The offence of dangerous operation of a motor vehicle (commonly referred as dangerous driving), occurs when a person operates a motor vehicle in a manner that is dangerous to the public. Although this section of the Criminal Code includes the dangerous operation of a vessel and aircraft, charges before our courts almost always involve the dangerous operation of a motor vehicle.
Pursuant to section 249 of the Criminal Code of Canada, the circumstances that are taken into account when determining whether a person has operated a motor vehicle in a way that is dangerous to the public include but are not limited to; “the nature, condition and use of the place at which the motor vehicle is being operated and the amount of traffic that at the time is or might reasonably be expected to be at that place”
A passenger in the vehicle is considered part of the public. Also, it is not necessary that a member of the public be present where the dangerous driving is alleged to have taken place. Rather it is only necessary that a person might have reasonably been expected to be present.
The Crown Attorney must prove that you had the intention to operated the vehicle in a manner, which when viewed objectively, was a departure from the standard of care expected of a reasonable driver in the circumstances.

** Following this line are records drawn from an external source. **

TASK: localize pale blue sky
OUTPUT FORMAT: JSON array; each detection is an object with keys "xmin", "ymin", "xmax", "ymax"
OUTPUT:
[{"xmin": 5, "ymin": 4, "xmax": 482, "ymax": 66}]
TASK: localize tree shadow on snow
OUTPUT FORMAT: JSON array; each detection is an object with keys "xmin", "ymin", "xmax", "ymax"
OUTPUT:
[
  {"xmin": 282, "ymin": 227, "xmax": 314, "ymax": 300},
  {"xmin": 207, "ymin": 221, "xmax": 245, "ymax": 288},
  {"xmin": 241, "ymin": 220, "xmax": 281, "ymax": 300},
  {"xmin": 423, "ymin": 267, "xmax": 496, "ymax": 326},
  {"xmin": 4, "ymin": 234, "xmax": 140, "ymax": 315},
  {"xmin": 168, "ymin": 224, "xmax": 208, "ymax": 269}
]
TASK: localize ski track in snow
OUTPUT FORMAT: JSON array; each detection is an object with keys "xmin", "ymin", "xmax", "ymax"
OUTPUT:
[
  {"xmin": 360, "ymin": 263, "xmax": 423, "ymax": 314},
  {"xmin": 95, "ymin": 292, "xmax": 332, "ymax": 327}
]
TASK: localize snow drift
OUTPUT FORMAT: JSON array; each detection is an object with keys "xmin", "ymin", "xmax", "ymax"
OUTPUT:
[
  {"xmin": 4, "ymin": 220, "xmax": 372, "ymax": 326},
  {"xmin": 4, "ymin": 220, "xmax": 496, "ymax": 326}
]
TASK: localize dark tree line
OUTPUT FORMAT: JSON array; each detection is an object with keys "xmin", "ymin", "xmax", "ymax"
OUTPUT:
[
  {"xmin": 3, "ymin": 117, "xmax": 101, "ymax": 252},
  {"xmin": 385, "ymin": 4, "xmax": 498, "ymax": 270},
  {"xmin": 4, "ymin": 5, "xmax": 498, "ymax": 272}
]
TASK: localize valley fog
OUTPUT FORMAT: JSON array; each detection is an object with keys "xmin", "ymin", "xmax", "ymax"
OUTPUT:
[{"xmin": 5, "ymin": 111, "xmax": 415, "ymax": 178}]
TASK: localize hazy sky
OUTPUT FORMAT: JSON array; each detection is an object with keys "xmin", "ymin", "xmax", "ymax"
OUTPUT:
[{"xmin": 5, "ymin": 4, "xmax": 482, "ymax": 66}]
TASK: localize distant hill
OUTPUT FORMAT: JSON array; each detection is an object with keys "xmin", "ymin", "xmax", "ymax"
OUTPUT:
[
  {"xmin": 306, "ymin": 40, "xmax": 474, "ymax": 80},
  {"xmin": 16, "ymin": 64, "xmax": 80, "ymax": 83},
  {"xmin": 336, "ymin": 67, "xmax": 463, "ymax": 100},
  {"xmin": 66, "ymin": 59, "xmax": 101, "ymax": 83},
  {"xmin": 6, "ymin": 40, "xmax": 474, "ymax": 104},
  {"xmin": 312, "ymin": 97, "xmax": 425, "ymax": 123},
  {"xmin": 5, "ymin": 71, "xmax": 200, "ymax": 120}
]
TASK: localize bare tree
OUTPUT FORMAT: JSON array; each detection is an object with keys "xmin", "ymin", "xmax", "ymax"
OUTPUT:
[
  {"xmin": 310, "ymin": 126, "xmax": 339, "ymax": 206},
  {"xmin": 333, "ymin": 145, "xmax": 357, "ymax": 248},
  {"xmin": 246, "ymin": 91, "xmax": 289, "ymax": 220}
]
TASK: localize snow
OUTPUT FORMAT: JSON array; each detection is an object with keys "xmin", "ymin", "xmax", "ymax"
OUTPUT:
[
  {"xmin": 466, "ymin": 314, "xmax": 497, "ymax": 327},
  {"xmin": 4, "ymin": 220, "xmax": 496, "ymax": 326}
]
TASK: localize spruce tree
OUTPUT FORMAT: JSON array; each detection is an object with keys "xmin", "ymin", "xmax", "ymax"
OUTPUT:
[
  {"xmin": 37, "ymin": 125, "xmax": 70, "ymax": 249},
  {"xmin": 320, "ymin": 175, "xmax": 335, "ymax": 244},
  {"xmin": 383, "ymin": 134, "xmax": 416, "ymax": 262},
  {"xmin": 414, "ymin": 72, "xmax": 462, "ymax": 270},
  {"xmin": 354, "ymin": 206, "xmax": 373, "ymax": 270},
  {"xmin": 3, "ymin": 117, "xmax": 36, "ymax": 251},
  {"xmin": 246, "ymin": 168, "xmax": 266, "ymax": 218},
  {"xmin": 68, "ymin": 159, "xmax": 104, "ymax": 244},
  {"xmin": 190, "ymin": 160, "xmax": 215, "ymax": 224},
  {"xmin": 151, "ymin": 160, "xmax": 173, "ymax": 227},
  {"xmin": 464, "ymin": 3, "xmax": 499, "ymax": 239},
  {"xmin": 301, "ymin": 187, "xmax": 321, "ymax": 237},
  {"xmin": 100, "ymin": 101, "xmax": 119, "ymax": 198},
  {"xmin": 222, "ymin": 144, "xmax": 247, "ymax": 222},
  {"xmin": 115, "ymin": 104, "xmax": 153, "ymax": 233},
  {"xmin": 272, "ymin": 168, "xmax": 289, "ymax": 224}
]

It is the manner in which the vehicle was operated that is considered, not the consequences that resulted from the operation of the vehicle.
Where a driver falls asleep while operating a vehicle, that driver cannot have formed the intention to depart from the standard of care expected, unless the driver knew or ought to have known that there was a real risk of falling asleep.
Dangerous operation of a motor vehicle is a hybrid offence and upon conviction under the Criminal Code carries a maximum penalty of a fine not exceeding $5,000 and/or a term of imprisonment not exceeding 6 months for a summary offence, and a maximum penalty under the Criminal Code of 5 years imprisonment for an indictable offence. Where the offence caused bodily to any other person, a person then becomes liable to a maximum penalty of 10 years imprisonment. Where the death of another person is caused as a result of dangerous driving, a person is liable to a maximum penalty of 14 years imprisonment. In addition to the penalties listed under section 249, there are additional penalties the court may impose pursuant to section 259 of the Criminal Code, including a driving prohibition of up to 3 years.
Pursuant to section 41(1) of the Highway Traffic Act, a conviction for dangerous driving also carries a mandatory 1 year licence suspension for a first conviction, a 3 year licence suspension for a subsequent conviction within a 10 year period of the previous conviction, and upon a third conviction with 10 years of the subsequent conviction, your licence will be suspended indefinitely. If your licence is suspended indefinitely, you cannot apply to have your licence reinstated until 10 years have passed since your previous conviction, and you have not had any other driving offences in that 10 year period.